Depending on exactly what values you have for those data-points, you
could run into trouble at any of the following well-known bottlenecks:

	a) The network link or switches
	b) Inside your NIC
	c) between the NIC and its (DMA) memory buffers
	d) latency issues between the NIC and CPU: that, is,
	   the NIC hardware may not support adequate
	   memory buffering for the aggregate load on other system
	   components.
            Note that good NICs and drivers, you can also trade off
	    latency against interrupt rate.  Here, you are trading
	    off higher latency and packet-queue depth, for increased
	   througphut. So another way to ask this is: what  interrupt rate
	   is your NIC going to create,  at the desired throughput rate?
	   Do you have enough CPU for a high rate?
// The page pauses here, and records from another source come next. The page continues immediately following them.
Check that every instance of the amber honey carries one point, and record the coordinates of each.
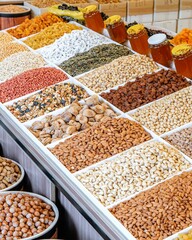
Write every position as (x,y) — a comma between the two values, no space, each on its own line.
(116,29)
(94,21)
(160,49)
(138,38)
(182,55)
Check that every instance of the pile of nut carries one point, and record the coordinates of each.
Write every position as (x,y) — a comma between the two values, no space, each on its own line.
(16,64)
(10,173)
(10,48)
(185,236)
(117,72)
(159,212)
(182,140)
(47,100)
(133,171)
(168,113)
(23,216)
(74,119)
(146,89)
(99,142)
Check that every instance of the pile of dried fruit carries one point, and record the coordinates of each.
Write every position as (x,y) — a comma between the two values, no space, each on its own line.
(103,140)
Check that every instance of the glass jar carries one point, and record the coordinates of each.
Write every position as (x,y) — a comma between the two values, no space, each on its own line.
(182,56)
(160,49)
(116,29)
(138,38)
(93,19)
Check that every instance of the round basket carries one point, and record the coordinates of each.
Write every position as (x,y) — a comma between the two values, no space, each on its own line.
(50,232)
(8,19)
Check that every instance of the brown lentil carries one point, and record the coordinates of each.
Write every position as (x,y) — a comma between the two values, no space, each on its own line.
(146,89)
(23,215)
(47,100)
(168,113)
(95,57)
(50,34)
(5,38)
(118,71)
(34,25)
(74,119)
(182,140)
(30,81)
(132,171)
(12,9)
(10,173)
(16,64)
(159,212)
(103,140)
(10,48)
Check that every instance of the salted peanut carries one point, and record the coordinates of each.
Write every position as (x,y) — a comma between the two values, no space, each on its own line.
(101,141)
(10,173)
(164,115)
(159,212)
(132,171)
(75,118)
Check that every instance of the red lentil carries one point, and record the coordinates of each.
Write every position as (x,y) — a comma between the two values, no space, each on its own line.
(30,81)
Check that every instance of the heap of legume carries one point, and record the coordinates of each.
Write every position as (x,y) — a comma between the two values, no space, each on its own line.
(117,72)
(47,100)
(23,216)
(12,9)
(71,44)
(159,212)
(133,171)
(30,81)
(185,236)
(182,140)
(5,38)
(18,63)
(50,34)
(95,57)
(146,89)
(74,119)
(34,25)
(10,173)
(167,113)
(10,48)
(101,141)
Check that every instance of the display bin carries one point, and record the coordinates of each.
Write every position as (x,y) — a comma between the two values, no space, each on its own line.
(140,11)
(166,10)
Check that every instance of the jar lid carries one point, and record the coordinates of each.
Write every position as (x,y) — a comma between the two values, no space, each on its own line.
(88,9)
(113,19)
(181,49)
(135,29)
(157,39)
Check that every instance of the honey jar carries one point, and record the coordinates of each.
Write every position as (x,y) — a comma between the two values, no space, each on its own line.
(116,28)
(182,56)
(138,38)
(160,49)
(93,19)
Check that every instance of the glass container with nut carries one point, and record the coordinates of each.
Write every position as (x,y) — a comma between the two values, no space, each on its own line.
(116,28)
(93,18)
(138,38)
(182,56)
(160,49)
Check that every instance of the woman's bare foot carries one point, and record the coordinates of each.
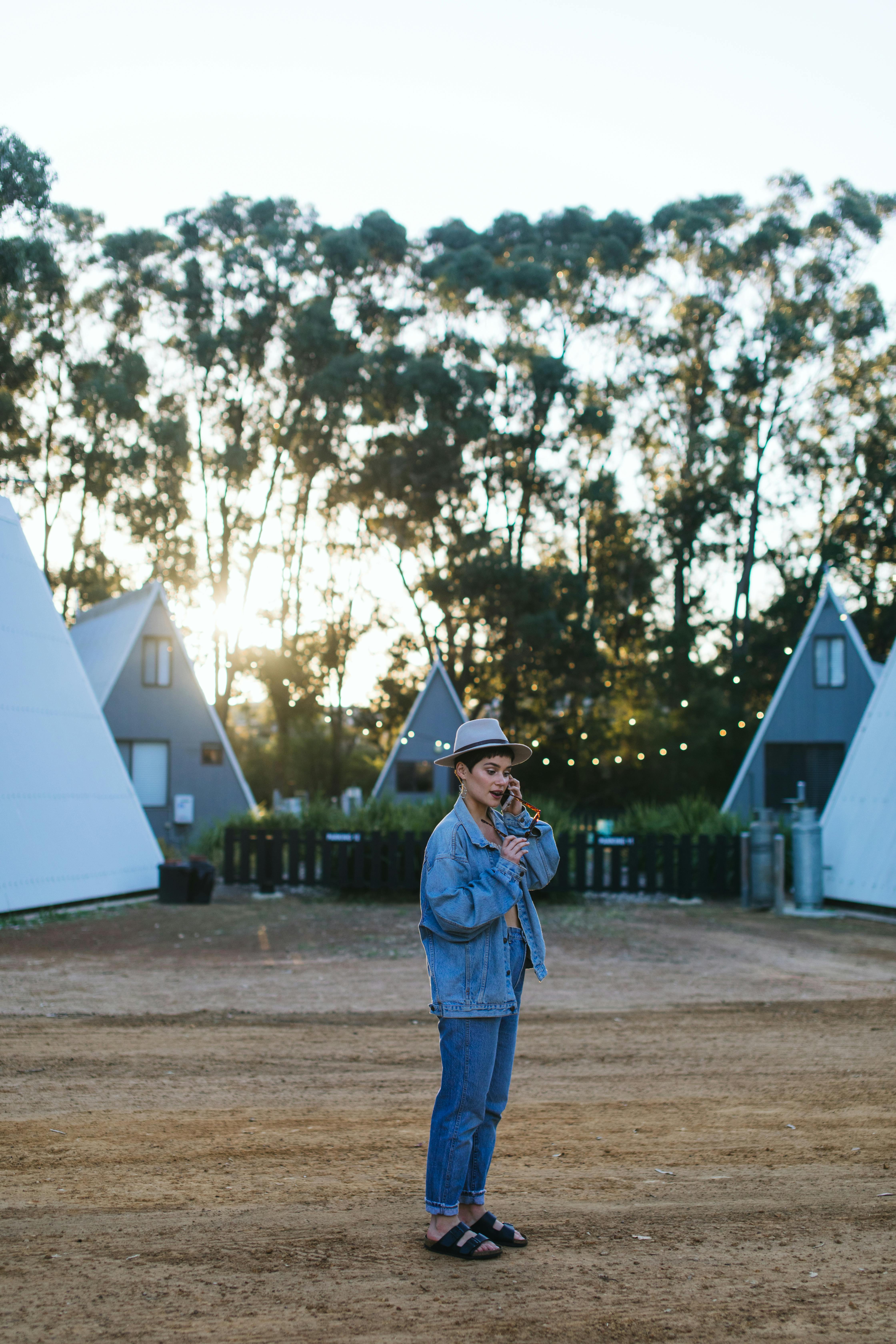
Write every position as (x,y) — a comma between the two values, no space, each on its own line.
(443,1224)
(472,1213)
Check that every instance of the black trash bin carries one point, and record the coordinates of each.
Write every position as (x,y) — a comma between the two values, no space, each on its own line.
(174,884)
(202,881)
(186,884)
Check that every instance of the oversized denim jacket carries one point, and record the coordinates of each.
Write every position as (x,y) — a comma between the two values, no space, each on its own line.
(467,888)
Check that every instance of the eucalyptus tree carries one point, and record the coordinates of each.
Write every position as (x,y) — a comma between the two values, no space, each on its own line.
(737,330)
(78,419)
(495,413)
(29,283)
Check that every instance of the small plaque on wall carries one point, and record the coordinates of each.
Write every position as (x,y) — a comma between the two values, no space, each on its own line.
(183,810)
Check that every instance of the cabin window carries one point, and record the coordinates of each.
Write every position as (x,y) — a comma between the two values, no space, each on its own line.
(158,652)
(831,660)
(147,764)
(414,777)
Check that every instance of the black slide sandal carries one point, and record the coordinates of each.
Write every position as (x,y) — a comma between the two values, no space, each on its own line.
(507,1237)
(448,1245)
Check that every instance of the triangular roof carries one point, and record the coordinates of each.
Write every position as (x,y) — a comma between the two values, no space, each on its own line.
(436,671)
(72,827)
(827,595)
(105,636)
(859,837)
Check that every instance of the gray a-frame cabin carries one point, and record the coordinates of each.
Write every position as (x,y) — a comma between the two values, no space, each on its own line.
(813,716)
(428,733)
(173,742)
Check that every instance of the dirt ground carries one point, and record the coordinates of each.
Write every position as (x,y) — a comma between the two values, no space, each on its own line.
(214,1126)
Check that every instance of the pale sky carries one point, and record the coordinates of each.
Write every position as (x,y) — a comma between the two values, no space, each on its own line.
(438,109)
(448,108)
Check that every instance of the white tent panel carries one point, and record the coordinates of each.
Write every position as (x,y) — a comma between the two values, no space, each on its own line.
(70,823)
(859,824)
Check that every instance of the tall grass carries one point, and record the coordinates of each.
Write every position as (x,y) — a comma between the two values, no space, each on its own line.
(695,816)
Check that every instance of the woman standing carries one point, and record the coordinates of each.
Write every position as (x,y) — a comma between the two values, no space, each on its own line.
(480,931)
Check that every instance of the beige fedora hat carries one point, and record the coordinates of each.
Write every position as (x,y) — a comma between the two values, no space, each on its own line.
(483,733)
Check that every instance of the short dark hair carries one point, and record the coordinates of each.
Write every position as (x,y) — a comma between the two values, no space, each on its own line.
(472,759)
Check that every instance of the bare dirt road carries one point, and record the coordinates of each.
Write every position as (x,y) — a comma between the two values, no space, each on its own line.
(216,1123)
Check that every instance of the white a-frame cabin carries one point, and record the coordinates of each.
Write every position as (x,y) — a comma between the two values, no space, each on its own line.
(859,824)
(72,827)
(171,740)
(428,733)
(813,716)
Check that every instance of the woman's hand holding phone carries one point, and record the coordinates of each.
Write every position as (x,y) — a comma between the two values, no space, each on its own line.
(514,849)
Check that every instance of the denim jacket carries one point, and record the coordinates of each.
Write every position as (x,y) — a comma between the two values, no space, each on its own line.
(465,890)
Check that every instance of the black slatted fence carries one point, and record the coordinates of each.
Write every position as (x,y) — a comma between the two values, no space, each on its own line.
(682,866)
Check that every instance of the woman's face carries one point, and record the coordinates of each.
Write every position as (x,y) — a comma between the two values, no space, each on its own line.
(488,780)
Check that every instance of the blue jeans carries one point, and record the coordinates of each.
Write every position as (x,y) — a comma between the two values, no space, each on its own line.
(477,1062)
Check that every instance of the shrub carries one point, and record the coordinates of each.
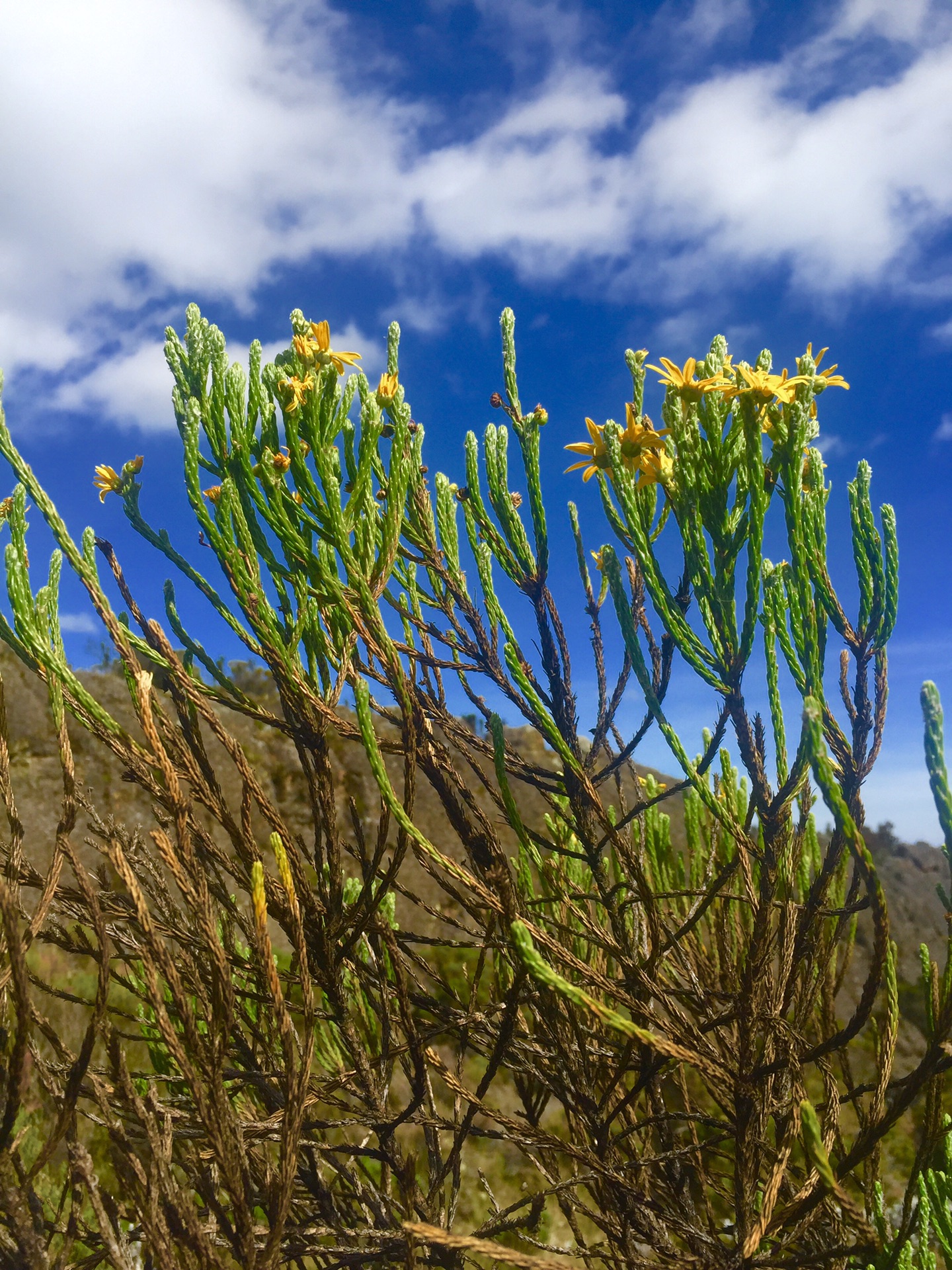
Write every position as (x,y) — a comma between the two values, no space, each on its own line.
(300,1044)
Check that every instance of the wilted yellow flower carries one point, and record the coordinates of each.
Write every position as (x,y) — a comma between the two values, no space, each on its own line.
(764,386)
(387,389)
(683,381)
(829,379)
(295,392)
(107,480)
(315,349)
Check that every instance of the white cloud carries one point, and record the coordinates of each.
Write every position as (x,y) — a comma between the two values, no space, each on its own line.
(78,624)
(194,145)
(832,446)
(128,389)
(895,21)
(841,190)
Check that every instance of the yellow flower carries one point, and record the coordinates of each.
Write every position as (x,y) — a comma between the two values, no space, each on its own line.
(639,444)
(764,386)
(386,389)
(682,379)
(830,380)
(639,436)
(594,450)
(107,480)
(295,392)
(315,349)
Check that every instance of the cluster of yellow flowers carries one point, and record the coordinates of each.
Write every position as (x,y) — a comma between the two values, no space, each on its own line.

Do you have adequate
	   buffering for a low rate?
	   
        e) Between the NIC and IP (or other network-layer protocol).
	   In your case, that's the ipintrq depth.

	f) Inside the transport-level protocol. In your case, you
	   are using UDP with a single stream, so the only relevant
	   limit here should be the socket receive queue.

	g) OS notification of the application (i.e,. select() overheads);
	   which is also coupled to the next possibility, viz:

	f) CPU contention. When other applications (processes) are running,
	   and data is arriving, how long does it take for the OS
	   to switch back to your process and start it running?

When I first read your message, I thought the first thing to
investigate was limit (f) above.  the obvious test is to write a
CPU-eating program -- int main() { while (1); } -- and see how running
that program impacts your idle-machine, 6e4 packet/sec case.

I'd modify the UDP receiver to print recevied packet rate once per
second, monitor the system with systat -w1 vmstat, and look for
consistent changes between the 60k packet/sec state and the 20k
pkt/sec case (or whatever your current numbers are).


[...]

]>the nic card used on the server side is a realtek (rtk0).

Just a guess, I'd guess modern x86 machines should have no trouble
keeping up with 100Mbit traffic at the rates you describe.  OTOH,
100Mbit realtek NICs have an reputation for performance which is not
the best.

But note, if you're running into bottlenecks from the head of the
alphabetic list above, systat may not show the culprit.